I’m really struggling to understand some components of calculating perplexity in UNQ_C5.

This is my understanding of what we should do -

Calculate log(p) by first projecting the 2nd dimension of target onto a 3rd dimension of 0s and 1s to match the shape of preds; then multiply that last dimension to remove the predictions for the non-one hot element

This should result in a 32x64 array, with 32 sentences, each with 64 word placeholders, and the value there being the pred value for the element at target

Strip out the padding with a 0/1 mask

Sum the log_p values for the words in each sentence, then divide that array (32 elements) by -1/N

Take the mean of this.

Where this breaks down for me, I think, is that I don’t understand how to implement this line: log_ppx = np.sum(None, None) / np.sum(None, None)

why wouldn’t we just do np.sum() / 32?

I may also be having some challenges understanding earlier steps of this.

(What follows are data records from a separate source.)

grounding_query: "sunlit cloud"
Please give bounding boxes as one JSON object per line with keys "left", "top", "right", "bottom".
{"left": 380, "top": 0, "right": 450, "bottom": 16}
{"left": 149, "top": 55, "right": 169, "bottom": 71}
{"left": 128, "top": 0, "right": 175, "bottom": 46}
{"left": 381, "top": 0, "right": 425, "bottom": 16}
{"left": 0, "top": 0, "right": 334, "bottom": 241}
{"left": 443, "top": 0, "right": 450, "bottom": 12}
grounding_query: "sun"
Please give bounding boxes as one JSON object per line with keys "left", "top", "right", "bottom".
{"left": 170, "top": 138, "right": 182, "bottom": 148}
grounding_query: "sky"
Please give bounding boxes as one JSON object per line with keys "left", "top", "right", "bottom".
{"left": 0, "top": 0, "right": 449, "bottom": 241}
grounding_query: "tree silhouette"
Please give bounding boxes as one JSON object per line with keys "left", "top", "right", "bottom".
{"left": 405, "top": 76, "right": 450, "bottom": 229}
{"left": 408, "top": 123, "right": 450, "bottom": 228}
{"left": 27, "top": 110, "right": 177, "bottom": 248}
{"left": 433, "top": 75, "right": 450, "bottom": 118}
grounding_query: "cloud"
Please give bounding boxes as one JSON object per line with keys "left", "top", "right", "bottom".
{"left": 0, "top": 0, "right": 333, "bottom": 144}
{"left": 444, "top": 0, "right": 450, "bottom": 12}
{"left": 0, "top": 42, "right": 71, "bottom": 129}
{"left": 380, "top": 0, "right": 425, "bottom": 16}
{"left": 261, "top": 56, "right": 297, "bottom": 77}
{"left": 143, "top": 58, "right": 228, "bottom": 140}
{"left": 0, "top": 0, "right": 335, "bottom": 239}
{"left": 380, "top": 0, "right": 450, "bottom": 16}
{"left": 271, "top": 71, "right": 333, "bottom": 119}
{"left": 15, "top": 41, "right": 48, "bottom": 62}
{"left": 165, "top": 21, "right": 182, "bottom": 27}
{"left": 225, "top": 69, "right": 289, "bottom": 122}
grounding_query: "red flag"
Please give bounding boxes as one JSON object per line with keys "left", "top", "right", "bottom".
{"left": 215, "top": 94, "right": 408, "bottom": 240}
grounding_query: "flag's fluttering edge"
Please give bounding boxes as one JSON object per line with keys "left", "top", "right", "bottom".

I think you understand that correctly (but just in case how to calculate log_p):

preds is of shape (32, 64, 256) - (32 lines of text, 64 characters, probability of each character)

target shape is (32, 64) - (32 lines of text, 64 characters)

with tl.one_hot you temporary reshape the target to (32, 64, 256) - (32 lines of text, 64 characters, probability of each character with 1 where is the actual character, 0s everywhere else)

you elementwise multiply preds with temporary reshaped `target’ - this way you get only the probabilities for the actual target characters (and do not care about the others)

you sum over the last dimension to get back to (32, 64) (the shape of log_p) - this way you got the model’s probabilities for the actual target characters

Yes, after multiplying log_p with non_pad you get rid of the padding. Loosly speaking - in last dimension (64) you set some number of last characters’ values to 0.

because np.sum() would result in a scalar - a single value, but you need a sum over an axis (note the hint: # Remember to set the axis properly when summing up. In other words, you need the sum over the last axis - the characters in each line and not over all characters in all lines.) So the “nominator” should be the sum of non-padded probabilities. (to be more detailed: a vector (a 1D tensor of length 32) of the sum of non-padded probabilities for each line, or concretely - sum of log_p over the last axis).

32 would be the totally wrong number. 64 would be closer but 64 does not account for padded words. Your “denominator” needs to be a number of non-padded characters in each line. So to get it you should sum non_pad (2D tensor 32x64) over last axis to get the number of non-padded characters in each line (a 1D tensor of length 32).

When you elementwise divide the “nominator” with the “denominator” (in quotes because they are 1D tensors) you get 32 average log probs for each line (1D tensor of lenth 32).

Lastly you take a mean of between these lines (1D tensor of length 32 reduces to a scalar). (This was the 1/N part). Since the return statement negates (-log_ppx) this scalar is the value of your log perplexity.

I hope I wasn’t too detailed with my response
Cheers

That is so incredibly helpful! I didn’t even think about the denominator being the number of elements in that sentence, but now that you point it out it makes complete sense. Thank you!